Zehaf-Bibeau a donc pu pénétrer dans l'édifice du Centre où il est tombé, moins de deux minutes plus tard, le corps criblé de 31 balles...

«Si la communication avait été claire pour l'agent dans l'autre voiture, je pense que sa réaction aurait été différente», a supputé M. Michaud en réaction à la divulgation, mercredi, de quatre rapports sur les événements du 22 octobre.

***

Le moins qu'on puisse dire, c'est que la réaction de la GRC contraste avec le rapport accablant de la police provinciale de l'Ontario (PPO) sur le dispositif de sécurité en place au moment de l'attaque.

Alors que le patron de la GRC refuse de blâmer qui que ce soit et se dit convaincu que ses agents auraient pu arrêter Zehaf-Bibeau, la PPO a émis 66 recommandations pour renforcer la sécurité sur la colline parlementaire.

«Le Canada est mal préparé pour empêcher ce genre d'attaque et pour y faire face. Heureusement que l'assaillant a procédé de manière improvisée. (Sinon), la situation aurait pu être bien pire, et le nombre de victimes beaucoup plus élevé», conclut le document. Le rapport va plus loin en prédisant des «résultats catastrophiques» advenant une attaque organisée à la Charlie Hebdo au Parlement.

Alors quoi?

Alors il est évident que l'attaque de Zehaf-Bibeau est devenue la justification pour renforcer la sécurité au parlement. Des mesures correctives ont déjà été mises en place.

Bien sûr, il faut empêcher qu'un tireur puisse s'approcher à quelques pas du premier ministre et des députés présents en grand nombre lors de la journée fatidique.

En même temps, il faut se rappeler que Michael Zehaf-Bibeau a été neutralisé très rapidement, signe que la sécurité ne fonctionne pas si mal.

Il s'est écoulé moins de 10 minutes entre le lâche assassinat du caporal Nathan Cirillo au cénotaphe et le moment où il a été abattu.

Zehaf-Bibeau a passé moins de deux minutes dans l'enceinte du Parlement. Il a été atteint par un projectile moins de sept secondes après y avoir pénétré.

D'après les experts, il était probablement gravement blessé quand le sergent d'armes Kevin Vickers et un agent de la GRC ont déchargé leurs armes sur lui à bout portant.

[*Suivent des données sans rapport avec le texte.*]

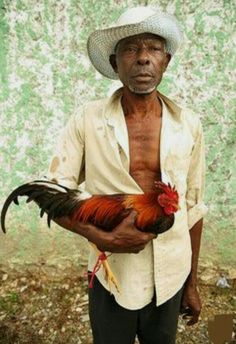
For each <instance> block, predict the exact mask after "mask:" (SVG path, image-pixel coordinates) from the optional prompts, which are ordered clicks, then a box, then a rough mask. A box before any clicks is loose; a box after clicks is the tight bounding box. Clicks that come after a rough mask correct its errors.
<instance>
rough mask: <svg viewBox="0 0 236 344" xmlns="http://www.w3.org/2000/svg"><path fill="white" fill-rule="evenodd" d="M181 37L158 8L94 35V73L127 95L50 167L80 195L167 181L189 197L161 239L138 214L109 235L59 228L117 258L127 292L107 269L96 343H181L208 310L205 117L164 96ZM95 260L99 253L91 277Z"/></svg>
mask: <svg viewBox="0 0 236 344" xmlns="http://www.w3.org/2000/svg"><path fill="white" fill-rule="evenodd" d="M181 36H182V35H181V31H180V29H179V25H178V23H177V22H176V20H175V19H174V18H173V17H172V16H170V15H167V14H164V13H160V12H158V11H156V10H155V9H153V8H149V7H137V8H132V9H129V10H128V11H126V12H125V13H124V14H123V15H122V16H121V17H120V18H119V19H118V21H117V23H116V25H114V26H113V27H111V28H108V29H105V30H99V31H95V32H94V33H92V34H91V36H90V37H89V40H88V53H89V57H90V59H91V61H92V63H93V65H94V66H95V68H96V69H97V70H98V71H99V72H100V73H102V74H103V75H104V76H106V77H108V78H110V79H120V80H121V82H122V84H123V87H122V88H121V89H119V90H117V91H116V92H115V93H114V94H113V95H112V96H111V97H110V98H108V99H102V100H98V101H93V102H90V103H88V104H86V105H84V106H83V107H82V108H81V109H79V110H78V113H77V114H76V115H75V116H72V118H71V119H70V120H69V123H68V125H67V127H66V128H65V130H64V134H63V136H62V138H61V141H60V145H59V148H58V151H57V152H56V156H55V157H54V158H53V160H52V163H51V166H50V173H49V177H50V178H51V179H55V180H57V181H58V182H59V183H61V184H64V185H66V186H68V187H71V188H76V187H77V186H78V184H79V183H81V182H83V181H85V188H86V190H87V191H88V192H89V193H90V194H114V193H133V194H135V193H136V194H137V193H143V192H150V191H152V190H153V189H154V181H160V180H162V181H164V182H166V183H168V182H170V183H171V184H172V185H175V186H176V188H177V190H178V193H179V195H180V208H181V209H180V210H179V211H178V212H177V213H176V216H175V223H174V225H173V226H172V228H171V229H170V230H169V231H167V232H165V233H163V234H161V235H159V236H158V237H157V238H155V236H154V235H153V234H150V233H142V232H140V231H138V230H137V229H136V228H135V226H134V220H135V215H136V214H135V213H131V214H130V215H129V216H128V217H127V218H126V219H125V220H123V222H122V223H121V224H119V225H118V226H117V227H116V228H115V229H114V230H113V231H112V232H110V233H106V232H103V231H101V230H100V229H98V228H96V227H94V226H92V225H89V224H82V223H77V225H76V226H74V227H73V228H72V225H71V223H70V221H69V220H68V219H66V218H64V219H63V220H58V223H59V224H60V225H61V226H63V227H65V228H67V229H69V230H72V231H74V232H76V233H78V234H80V235H82V236H84V237H85V238H87V239H88V240H89V241H90V242H92V243H94V244H95V245H96V246H97V247H98V248H99V249H100V250H102V251H108V252H112V253H113V254H112V256H111V257H109V263H110V265H111V268H112V270H113V272H114V273H115V276H116V277H117V279H118V281H119V284H120V285H121V292H120V293H118V292H117V291H116V290H115V288H114V290H112V295H111V294H110V293H109V292H108V285H107V281H106V280H105V278H104V274H103V271H101V270H99V271H98V272H97V277H96V279H95V283H94V286H93V288H92V289H91V290H90V292H89V312H90V321H91V327H92V332H93V337H94V343H95V344H116V343H117V344H129V343H130V344H132V343H134V339H135V336H136V335H138V338H139V341H140V343H142V344H154V343H155V344H157V343H160V344H171V343H175V336H176V329H177V322H178V315H179V311H180V308H181V305H182V309H183V311H184V313H185V315H186V316H187V317H188V316H189V317H190V319H189V321H188V324H189V325H192V324H195V323H196V322H197V321H198V317H199V314H200V311H201V302H200V298H199V294H198V290H197V262H198V255H199V247H200V238H201V231H202V222H203V221H202V218H203V216H204V214H205V212H206V206H205V205H204V203H203V190H204V143H203V134H202V127H201V123H200V121H199V118H198V117H197V116H196V115H194V114H193V113H192V112H191V111H189V110H186V109H182V108H181V107H179V106H178V105H177V104H175V103H174V102H173V101H171V100H170V99H168V98H167V97H165V96H163V95H162V94H160V93H159V92H158V91H157V90H156V87H157V86H158V85H159V84H160V82H161V80H162V76H163V73H164V72H165V70H166V68H167V66H168V63H169V62H170V59H171V58H172V56H173V54H174V52H175V51H176V49H177V48H178V46H179V44H180V41H181V38H182V37H181ZM134 253H135V254H134ZM96 259H97V258H96V256H95V253H94V252H93V251H91V254H90V258H89V270H90V271H91V270H92V269H93V267H94V264H95V262H96Z"/></svg>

Qu'on profite de cette tragédie pour examiner les lacunes dans la sécurité du Parlement, cela va de soit. Mais de grâce, ne sombrons pas dans la paranoïa.

Une démocratie y perd quand la distance se creuse entre citoyens et élus, entre le bon peuple et ses institutions.

«Je ne suis pas sûr que les Canadiens veulent se faire vérifier à chaque fois qu'ils circulent sur la colline», note M. Michaud.

Les gens qui se rendaient par centaines à leur séance de yoga hebdomadaire sur la pelouse du Parlement, hier midi, seraient sûrement d'accord avec lui.